Here’s a fun little issue that you might eventually run across. Suppose you’re writing some code that needs to retrieve the extension from a URL. For example, a URL rewriter or Sitecore pipeline that acts only on certain file types.

You might think, as I would have, “oh, that’s built in to .NET - we’ll just use System.IO.Path.GetExtension()!”

And that would work, almost all of the time. The only issue comes from an internal implementation detail of IO.Path: it checks that the path does not contain characters that are invalid in a filesystem path. Specifically, “, <, >, |, and ASCII unprintables (< 32). Well, those characters (except perhaps the unprintables) are valid in a URL - so trying to get the extension of a URL path containing these characters will throw a nice fat exception:

System.ArgumentException: Illegal characters in path.
   at System.IO.Path.CheckInvalidPathChars(String path)
   at System.IO.Path.GetExtension(String path)

Unfortunately there is no way to disable this behavior - which is logical, given the purpose of IO.Path as a processor for file system paths, not URLs. Not even first parsing the URL using the System.Uri class will fix this, as this StackOverflow question suggests. The LocalPath property still includes the invalid characters that break Path.GetFileName() or Path.GetExtension().

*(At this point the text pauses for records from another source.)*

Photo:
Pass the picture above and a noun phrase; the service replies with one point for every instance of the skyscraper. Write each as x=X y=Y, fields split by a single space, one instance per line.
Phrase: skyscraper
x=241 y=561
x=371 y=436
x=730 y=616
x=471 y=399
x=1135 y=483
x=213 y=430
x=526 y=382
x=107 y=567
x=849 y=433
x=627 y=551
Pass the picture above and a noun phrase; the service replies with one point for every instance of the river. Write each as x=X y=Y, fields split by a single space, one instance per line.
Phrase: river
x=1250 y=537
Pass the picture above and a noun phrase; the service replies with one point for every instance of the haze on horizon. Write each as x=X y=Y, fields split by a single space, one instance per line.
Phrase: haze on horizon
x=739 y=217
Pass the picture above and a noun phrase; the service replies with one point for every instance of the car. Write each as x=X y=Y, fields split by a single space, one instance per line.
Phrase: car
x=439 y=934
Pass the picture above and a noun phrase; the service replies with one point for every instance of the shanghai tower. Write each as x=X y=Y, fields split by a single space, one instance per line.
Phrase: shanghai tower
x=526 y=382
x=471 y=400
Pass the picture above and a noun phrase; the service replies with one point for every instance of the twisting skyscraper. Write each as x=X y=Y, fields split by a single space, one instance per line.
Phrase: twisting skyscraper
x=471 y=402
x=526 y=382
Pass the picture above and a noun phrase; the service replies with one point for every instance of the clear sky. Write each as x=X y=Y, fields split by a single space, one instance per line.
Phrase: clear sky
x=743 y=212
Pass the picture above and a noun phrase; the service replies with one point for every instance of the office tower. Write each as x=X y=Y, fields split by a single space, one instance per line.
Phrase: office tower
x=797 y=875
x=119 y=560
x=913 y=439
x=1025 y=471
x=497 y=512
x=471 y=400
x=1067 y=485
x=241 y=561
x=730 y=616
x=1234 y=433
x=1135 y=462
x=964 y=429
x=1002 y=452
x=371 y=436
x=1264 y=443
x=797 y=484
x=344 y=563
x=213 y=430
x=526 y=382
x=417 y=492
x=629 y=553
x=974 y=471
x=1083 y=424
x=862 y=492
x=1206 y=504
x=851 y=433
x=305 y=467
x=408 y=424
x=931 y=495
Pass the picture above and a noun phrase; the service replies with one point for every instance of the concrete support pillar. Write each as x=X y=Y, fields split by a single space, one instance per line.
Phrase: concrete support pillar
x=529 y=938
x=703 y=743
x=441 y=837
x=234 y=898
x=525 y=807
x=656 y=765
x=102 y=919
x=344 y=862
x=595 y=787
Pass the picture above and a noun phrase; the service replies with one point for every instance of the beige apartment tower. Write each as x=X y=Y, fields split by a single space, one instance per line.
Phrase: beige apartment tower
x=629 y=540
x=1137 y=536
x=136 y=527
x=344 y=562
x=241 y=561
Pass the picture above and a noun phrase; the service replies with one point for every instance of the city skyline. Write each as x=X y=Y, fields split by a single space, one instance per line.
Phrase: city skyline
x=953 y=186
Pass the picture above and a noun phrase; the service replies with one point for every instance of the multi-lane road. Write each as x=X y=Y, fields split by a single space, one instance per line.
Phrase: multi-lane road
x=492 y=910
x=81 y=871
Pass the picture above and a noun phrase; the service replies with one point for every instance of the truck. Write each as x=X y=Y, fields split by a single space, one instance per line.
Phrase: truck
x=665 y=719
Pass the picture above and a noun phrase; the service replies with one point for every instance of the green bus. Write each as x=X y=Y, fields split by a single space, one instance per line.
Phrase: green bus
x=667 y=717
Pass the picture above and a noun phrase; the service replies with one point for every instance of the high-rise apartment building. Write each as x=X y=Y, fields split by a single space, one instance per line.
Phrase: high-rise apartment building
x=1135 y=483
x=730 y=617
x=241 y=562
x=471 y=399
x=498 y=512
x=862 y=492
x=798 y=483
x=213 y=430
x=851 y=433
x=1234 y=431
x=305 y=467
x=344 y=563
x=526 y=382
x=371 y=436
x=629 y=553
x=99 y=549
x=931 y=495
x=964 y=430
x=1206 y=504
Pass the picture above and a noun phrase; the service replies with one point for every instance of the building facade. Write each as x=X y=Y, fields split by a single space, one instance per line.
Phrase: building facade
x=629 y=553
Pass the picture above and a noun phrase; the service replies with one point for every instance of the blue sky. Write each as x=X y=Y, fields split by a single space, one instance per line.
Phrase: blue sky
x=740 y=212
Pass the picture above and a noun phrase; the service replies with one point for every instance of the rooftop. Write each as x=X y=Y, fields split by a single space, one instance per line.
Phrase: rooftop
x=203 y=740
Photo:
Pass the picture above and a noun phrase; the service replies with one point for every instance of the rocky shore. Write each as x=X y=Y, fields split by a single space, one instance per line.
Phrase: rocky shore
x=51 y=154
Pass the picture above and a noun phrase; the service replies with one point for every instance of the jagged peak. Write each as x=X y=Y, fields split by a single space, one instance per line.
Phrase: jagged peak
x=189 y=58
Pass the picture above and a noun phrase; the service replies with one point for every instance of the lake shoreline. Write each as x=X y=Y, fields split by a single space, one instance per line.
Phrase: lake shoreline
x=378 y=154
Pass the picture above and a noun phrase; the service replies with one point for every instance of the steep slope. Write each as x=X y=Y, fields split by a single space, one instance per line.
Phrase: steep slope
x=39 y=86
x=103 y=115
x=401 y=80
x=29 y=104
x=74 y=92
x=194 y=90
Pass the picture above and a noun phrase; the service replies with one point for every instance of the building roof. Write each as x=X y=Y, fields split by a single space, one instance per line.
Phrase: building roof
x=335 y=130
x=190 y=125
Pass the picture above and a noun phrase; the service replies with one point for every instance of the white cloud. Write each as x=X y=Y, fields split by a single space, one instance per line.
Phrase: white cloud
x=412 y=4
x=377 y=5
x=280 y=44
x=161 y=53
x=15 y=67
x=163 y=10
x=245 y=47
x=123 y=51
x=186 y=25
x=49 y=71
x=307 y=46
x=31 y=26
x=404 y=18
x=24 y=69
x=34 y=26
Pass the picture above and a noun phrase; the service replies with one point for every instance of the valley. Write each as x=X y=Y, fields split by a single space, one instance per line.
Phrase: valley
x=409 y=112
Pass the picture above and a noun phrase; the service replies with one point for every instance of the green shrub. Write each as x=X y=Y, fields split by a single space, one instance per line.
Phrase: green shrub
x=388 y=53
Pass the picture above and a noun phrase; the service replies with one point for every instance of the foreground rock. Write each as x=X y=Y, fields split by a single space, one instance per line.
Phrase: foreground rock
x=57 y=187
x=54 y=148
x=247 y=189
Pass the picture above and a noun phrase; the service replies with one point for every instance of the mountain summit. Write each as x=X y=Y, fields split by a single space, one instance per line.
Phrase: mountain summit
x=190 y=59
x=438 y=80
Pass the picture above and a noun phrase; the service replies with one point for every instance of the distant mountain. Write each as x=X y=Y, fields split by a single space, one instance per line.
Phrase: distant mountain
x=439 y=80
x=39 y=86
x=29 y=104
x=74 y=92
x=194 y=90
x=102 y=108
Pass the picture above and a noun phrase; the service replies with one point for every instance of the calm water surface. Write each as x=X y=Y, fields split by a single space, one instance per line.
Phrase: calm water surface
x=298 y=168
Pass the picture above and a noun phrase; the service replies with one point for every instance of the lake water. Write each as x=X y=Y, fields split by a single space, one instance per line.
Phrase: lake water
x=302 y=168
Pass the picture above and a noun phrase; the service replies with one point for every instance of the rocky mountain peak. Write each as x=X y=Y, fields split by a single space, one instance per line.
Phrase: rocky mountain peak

There are a couple of ways I could see solving this problem. The first, and simplest - though possibly prone to security issues, would be to replicate what Path.GetExtension() does but omitting the invalid characters check. Reference:

int length = path.Length;
for (int i = length; --i >= 0; )
{
    char ch = path[i];
    if (ch == '.')
    {
        if (i != length - 1)
            return path.Substring(i, length - i);
        else
            return String.Empty;
    }
    if (ch == DirectorySeparatorChar || ch == AltDirectorySeparatorChar || ch == VolumeSeparatorChar)
        break;
}
return String.Empty;

The second would be to remove any invalid characters prior to calling Path.GetExtension():

string url = "\"http://mo\"nkeys/foo/bar/\"";
            
var invalidChars = Path.GetInvalidPathChars().ToHashSet();
for (int i = url.Length - 1; i >= 0; i--)
{
    // technically you could use a stringbuilder, but since 99% of the time this won't ever be used, this seems optimized enough
    if (invalidChars.Contains(url[i])) url = url.Remove(i, 1);
}

var ext = Path.GetExtension(url);

Personally I like the second solution, since you’d benefit from any upstream fixes in Path.GetExtension() in future framework releases.